I decided it would be fun to learn x86 assembly during the summer break. So I started with a very simple hello world program, borrowing on free examples gcc -S could give me. I ended up with this:
HELLO:
.ascii "Hello, world!\12\0"
.text
.globl _main
_main:
pushl %ebp # 1. puts the base stack address on the stack
movl %esp, %ebp # 2. puts the base stack address in the stack address register
subl $20, %esp # 3. ???
pushl $HELLO # 4. push HELLO's address on the stack
call _puts # 5. call puts
xorl %eax, %eax # 6. zero %eax, probably not necessary since we didn't do anything with it
leave # 7. clean up
ret # 8. return
# PROFIT!
It compiles and even works! And I think I understand most of it.
Though, magic happens at step 3. Would I remove this line, my program would die between the call to puts and the xor from a misaligned stack error. And would I change $20 to another value, it'd crash too. So I came to the conclusion that this value is very important.
Problem is, I don't know what it does and why it's needed.
Can anyone explain me? (I'm on Mac OS, would it ever matter.)

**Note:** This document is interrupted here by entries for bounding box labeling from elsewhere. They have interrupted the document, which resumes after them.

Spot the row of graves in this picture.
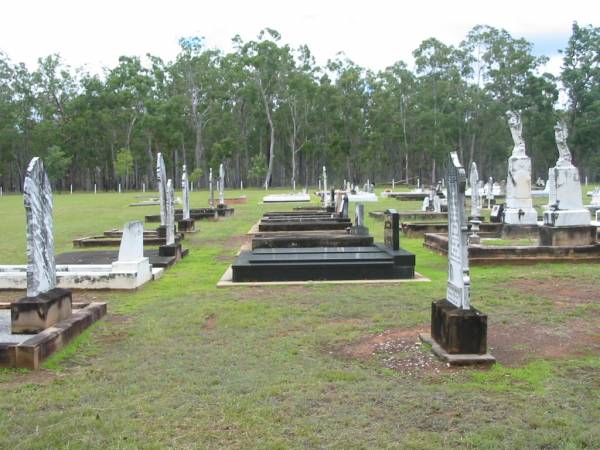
[0,153,233,369]
[420,111,600,264]
[218,169,422,286]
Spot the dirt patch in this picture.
[0,369,56,390]
[510,278,600,308]
[333,318,600,376]
[202,313,217,331]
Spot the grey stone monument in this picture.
[219,164,225,208]
[11,157,72,334]
[504,111,537,225]
[177,164,196,233]
[540,122,596,246]
[421,152,494,364]
[469,161,481,220]
[208,167,215,208]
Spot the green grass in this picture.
[0,186,600,449]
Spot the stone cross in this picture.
[219,164,225,205]
[446,152,471,309]
[181,164,190,220]
[156,153,167,226]
[208,167,215,208]
[469,161,481,218]
[165,179,175,245]
[23,157,56,297]
[119,220,144,262]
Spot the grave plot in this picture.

On x86 OSX, the stack needs to be 16 byte aligned for function calls, see ABI doc here. So, the explanation is
push stack pointer (#1) -4 strange increment (#3) -20 push argument (#4) -4 call pushes return address (#5) -4 total -32
To check, change line #3 from $20 to $4, which also works.
Also, Ignacio Vazquez-Abrams points out, #6 is not optional. Registers contain remnants of previous calculations so it has to explicitly be zeroed.
I recently learned (still learning) assembly, too. To save you the shock, 64bit calling conventions are MUCH different (parameters passed on the register). Found this very helpful for 64bit assembly.